As if pallet exchange networks hadn’t enough external problems to worry about it seems that the biggest one is an own-goal problem – the unsustainable, low prices charged by networks, which in one case, at least, has not seen a price change in 10 years. This is a reflection of too many players chasing too little business, even though business for pallet networks has grown significantly through the recession. In such circumstances it is hardly surprising that one player, the UK Mail Group, decided last winter to call time on its UK pallet business, which saw rising costs slash its profits by 60%. Kevin Buchanan, MD of Pall-Ex, admitted: “Customers are not paying enough,” in a cutthroat palletised distribution sector, while the MD of one Pall-Ex member said rates must increase 10-15% to prevent further casualties. One network, Pallet-Track, has done just that, with 80% of its haulier members agreeing to raise the internal rate paid for within the network.
For an industry that has done so much to cut end customers’ distribution costs and CO2 emissions for small pallet consignments of up to six pallets, now is not the time to be squeamish over raising rates because otherwise the external problems they face will only get worse. One of those is driver recruitment which is at an all-time low while orders are increasing.
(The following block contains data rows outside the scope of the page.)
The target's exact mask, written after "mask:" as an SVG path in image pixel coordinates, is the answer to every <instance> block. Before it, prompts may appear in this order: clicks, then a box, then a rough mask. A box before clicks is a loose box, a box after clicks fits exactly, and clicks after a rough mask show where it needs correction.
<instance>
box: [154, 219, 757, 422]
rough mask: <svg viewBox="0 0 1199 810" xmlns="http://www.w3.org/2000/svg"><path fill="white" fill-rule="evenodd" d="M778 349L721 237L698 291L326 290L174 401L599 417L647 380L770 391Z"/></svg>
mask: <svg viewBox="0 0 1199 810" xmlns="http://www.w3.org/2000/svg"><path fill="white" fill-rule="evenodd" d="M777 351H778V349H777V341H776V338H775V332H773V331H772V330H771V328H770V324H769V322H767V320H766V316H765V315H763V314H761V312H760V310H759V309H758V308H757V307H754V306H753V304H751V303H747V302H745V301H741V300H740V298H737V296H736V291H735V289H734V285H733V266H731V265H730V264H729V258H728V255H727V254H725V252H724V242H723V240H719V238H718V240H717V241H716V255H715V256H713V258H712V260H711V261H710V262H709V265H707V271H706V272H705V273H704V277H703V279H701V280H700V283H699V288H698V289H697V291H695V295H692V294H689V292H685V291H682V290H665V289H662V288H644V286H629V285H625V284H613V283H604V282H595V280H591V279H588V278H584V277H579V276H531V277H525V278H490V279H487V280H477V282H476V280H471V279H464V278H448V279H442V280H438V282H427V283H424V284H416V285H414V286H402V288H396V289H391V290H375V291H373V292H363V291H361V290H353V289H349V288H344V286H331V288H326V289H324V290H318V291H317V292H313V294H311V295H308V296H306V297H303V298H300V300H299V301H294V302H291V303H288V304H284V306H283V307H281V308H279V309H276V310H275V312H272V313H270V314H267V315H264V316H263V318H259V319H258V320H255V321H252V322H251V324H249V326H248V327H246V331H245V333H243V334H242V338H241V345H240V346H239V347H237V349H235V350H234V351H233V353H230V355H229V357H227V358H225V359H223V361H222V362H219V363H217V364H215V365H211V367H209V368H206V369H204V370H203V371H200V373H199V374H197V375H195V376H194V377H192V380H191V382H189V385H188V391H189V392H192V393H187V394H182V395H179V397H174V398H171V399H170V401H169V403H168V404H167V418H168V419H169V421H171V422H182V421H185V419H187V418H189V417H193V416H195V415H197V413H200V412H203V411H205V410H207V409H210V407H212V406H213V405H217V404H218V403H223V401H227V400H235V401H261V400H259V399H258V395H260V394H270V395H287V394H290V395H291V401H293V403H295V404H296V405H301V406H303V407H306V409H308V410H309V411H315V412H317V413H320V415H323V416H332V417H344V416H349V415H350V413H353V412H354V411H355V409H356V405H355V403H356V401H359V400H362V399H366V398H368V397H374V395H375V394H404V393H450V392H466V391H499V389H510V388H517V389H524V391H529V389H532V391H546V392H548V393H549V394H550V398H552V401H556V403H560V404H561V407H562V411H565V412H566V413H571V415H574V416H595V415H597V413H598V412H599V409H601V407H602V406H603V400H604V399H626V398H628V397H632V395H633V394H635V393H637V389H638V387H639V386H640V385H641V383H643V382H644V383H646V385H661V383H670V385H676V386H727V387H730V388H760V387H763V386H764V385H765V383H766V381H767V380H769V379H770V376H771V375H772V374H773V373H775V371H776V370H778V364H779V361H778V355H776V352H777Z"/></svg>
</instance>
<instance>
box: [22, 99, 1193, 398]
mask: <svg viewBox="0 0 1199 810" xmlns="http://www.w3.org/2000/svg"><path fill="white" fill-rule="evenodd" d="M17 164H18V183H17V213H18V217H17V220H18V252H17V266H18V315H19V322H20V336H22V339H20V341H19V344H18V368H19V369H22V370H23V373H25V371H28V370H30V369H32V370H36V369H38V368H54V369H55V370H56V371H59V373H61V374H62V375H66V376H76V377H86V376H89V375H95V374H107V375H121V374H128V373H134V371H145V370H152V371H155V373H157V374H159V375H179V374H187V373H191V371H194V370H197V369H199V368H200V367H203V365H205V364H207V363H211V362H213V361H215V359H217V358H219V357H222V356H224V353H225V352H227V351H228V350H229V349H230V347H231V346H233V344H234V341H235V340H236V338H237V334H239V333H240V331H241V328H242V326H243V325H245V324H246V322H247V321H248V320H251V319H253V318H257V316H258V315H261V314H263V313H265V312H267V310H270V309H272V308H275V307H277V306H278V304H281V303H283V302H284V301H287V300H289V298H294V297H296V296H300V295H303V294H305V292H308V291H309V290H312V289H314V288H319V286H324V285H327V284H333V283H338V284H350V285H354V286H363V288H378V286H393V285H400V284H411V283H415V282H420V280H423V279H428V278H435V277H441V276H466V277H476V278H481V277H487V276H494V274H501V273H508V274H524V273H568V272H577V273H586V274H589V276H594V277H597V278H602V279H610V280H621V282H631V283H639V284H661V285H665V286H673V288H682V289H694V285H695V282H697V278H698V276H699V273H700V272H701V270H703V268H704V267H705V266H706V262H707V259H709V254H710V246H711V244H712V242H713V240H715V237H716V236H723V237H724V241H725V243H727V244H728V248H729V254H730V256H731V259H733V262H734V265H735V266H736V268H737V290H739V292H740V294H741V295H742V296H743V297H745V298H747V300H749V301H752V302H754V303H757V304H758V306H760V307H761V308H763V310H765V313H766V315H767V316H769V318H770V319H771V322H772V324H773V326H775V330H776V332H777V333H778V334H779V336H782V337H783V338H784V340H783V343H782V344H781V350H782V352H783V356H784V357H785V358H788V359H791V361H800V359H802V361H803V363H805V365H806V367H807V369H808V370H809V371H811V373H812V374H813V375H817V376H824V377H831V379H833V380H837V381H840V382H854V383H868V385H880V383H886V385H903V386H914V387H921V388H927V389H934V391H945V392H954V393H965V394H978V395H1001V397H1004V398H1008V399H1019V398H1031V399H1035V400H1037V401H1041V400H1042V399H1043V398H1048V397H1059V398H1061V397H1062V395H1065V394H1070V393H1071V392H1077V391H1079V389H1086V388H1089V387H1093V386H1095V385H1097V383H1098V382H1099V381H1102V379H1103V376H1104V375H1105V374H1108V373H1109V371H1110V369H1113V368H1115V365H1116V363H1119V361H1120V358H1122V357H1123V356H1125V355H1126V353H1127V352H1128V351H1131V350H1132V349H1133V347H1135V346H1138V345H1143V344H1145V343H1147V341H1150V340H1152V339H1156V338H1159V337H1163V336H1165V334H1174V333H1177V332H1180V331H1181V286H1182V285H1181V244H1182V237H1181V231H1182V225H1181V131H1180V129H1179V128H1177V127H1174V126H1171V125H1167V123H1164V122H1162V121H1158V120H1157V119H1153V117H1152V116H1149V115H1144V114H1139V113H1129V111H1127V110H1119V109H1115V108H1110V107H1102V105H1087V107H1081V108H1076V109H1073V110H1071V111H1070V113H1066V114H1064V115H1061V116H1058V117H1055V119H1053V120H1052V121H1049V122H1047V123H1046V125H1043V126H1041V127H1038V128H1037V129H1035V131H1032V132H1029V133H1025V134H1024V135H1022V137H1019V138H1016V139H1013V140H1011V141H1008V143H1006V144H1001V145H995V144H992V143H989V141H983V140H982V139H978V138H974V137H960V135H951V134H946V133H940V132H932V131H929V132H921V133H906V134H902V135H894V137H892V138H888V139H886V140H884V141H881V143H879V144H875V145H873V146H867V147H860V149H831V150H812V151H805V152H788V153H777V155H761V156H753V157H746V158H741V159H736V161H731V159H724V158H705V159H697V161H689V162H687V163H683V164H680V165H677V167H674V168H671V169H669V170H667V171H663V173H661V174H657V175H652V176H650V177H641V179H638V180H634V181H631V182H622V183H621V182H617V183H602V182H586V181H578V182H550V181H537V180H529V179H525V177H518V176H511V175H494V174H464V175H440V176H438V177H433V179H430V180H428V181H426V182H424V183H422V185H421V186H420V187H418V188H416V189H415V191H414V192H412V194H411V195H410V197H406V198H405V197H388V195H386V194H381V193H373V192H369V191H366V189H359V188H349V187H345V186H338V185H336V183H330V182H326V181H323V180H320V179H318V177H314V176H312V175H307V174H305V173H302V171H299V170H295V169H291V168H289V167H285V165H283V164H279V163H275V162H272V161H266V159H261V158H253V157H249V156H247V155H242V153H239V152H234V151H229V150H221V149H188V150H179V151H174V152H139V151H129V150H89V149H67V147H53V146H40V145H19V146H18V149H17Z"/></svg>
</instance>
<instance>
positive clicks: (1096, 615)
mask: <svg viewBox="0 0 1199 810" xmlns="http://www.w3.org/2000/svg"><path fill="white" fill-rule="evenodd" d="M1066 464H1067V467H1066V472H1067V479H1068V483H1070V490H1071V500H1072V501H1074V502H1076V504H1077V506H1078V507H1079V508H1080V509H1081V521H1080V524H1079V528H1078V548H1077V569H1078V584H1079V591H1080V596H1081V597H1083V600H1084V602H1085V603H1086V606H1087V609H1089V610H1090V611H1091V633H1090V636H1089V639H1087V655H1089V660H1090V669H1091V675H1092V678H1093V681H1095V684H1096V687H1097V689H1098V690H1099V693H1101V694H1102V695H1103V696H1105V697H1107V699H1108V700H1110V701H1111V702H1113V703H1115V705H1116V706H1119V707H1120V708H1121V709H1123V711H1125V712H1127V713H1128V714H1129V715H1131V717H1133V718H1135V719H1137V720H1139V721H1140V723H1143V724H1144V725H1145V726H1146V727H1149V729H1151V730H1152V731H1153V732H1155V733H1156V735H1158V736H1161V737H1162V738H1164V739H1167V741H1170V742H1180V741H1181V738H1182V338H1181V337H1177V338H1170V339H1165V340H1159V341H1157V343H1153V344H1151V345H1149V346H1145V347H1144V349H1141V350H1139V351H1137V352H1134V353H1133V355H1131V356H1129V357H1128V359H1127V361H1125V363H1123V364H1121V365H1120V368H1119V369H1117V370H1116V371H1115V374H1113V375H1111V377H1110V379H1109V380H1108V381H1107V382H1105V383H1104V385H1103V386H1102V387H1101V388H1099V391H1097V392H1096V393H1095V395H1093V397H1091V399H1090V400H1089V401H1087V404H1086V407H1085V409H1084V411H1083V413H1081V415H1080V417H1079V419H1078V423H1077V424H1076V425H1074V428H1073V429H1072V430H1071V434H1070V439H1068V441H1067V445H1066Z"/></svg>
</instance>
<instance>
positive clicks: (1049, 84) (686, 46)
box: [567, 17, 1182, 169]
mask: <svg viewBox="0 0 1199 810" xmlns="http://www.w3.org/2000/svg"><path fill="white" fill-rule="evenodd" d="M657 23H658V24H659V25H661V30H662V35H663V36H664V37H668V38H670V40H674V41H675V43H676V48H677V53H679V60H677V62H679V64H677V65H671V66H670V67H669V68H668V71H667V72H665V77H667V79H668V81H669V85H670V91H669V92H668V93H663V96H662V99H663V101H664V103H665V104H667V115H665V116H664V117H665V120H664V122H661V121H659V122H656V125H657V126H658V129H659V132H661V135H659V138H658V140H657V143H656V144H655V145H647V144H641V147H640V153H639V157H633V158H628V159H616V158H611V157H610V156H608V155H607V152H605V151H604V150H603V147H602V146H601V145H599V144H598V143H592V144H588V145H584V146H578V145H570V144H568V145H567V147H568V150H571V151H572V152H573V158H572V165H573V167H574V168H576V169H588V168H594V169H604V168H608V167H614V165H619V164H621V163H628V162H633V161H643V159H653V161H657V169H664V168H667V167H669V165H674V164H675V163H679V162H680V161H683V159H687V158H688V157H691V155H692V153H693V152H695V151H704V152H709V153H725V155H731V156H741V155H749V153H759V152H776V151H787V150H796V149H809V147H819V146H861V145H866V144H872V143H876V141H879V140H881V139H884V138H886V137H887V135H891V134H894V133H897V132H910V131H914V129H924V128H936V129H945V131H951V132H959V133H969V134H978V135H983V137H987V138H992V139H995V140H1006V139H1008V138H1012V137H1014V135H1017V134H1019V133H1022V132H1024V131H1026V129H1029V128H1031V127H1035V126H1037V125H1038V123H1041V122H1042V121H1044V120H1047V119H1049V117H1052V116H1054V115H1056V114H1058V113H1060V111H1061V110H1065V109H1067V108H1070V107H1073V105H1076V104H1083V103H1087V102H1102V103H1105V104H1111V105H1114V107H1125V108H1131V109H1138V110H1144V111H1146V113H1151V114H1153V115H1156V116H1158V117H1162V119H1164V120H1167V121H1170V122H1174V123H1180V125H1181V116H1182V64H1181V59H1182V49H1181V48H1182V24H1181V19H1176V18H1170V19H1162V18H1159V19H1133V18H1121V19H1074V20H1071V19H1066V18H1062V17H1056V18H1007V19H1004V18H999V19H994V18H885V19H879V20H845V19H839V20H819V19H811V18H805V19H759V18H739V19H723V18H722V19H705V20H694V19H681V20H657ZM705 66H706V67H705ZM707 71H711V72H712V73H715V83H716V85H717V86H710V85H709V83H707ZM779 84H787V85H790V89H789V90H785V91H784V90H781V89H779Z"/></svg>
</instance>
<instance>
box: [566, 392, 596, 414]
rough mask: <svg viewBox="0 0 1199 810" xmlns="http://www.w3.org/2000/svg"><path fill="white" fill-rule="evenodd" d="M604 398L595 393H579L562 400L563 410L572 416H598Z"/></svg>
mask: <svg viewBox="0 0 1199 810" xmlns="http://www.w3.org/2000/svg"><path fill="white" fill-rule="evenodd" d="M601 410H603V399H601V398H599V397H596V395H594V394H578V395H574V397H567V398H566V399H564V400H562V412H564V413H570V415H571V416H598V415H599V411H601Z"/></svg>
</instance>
According to the Road Haulage Association, recent statistics show the average age of an HGV driver is 53 and less than 5% are aged 25 or under. Figures from the National Benefits office also suggest that currently there are only enough workers searching for employment to fill one in five driver jobs being advertised. Not helping this situation, it seems, is the Government’s introduction of the driver CPC.
Nigel Parkes, MD of Pallet-Track, said it is no longer sustainable to keep operating at the same prices as back in 2004. “Put simply,” he said “to fill up positions and continue to offer the same levels of high service that our customers have come to expect we need to increase drivers’ salaries and this can only be done by enforcing a nominal rate increase across the network.” He urged drivers and the wider road transport sector not to shy away from making the case for their worth. “The industry cannot be driven on the downward pressure on price. The maths is the same for all the networks. Although price increases may not be palatable in the short term, without them there has to be an industry-wide impact on the quality of service,” said Parkes.
So far slim margins have not deterred the industry from pursuing new opportunities in Europe which, volume-wise, seem to be paying off. Within days of its partnership with Hellmann Worldwide Logistics, Pallet-Track raised pallet throughputs at its Wolverhampton hub to over 10,000 per night.
Palletline now offers an import/export service to 29 countries, while Palletforce membership of the Allnet pan European partnership covers 42 countries. Palletways Deutschland is investing in a bigger hub which should be fully operational this Autumn. The company will be introducing new weights and pallet sizes tailored specifically to the German market, which will open up further opportunities.
If all this investment is to be protected and properly rewarded, however, then the returns must be adequate. The slump in oil prices has undoubtedly given the networks a fillip but that cannot be relied on indefinitely. Charges must go up and there may need to be a two-tier charge – one for deliveries to commercial sites and one for private addresses, as the latter may mean new investment in smaller but properly-equipped vans to cope with surging demand. Maximum tail lift load limits may also be needed to level the playing field.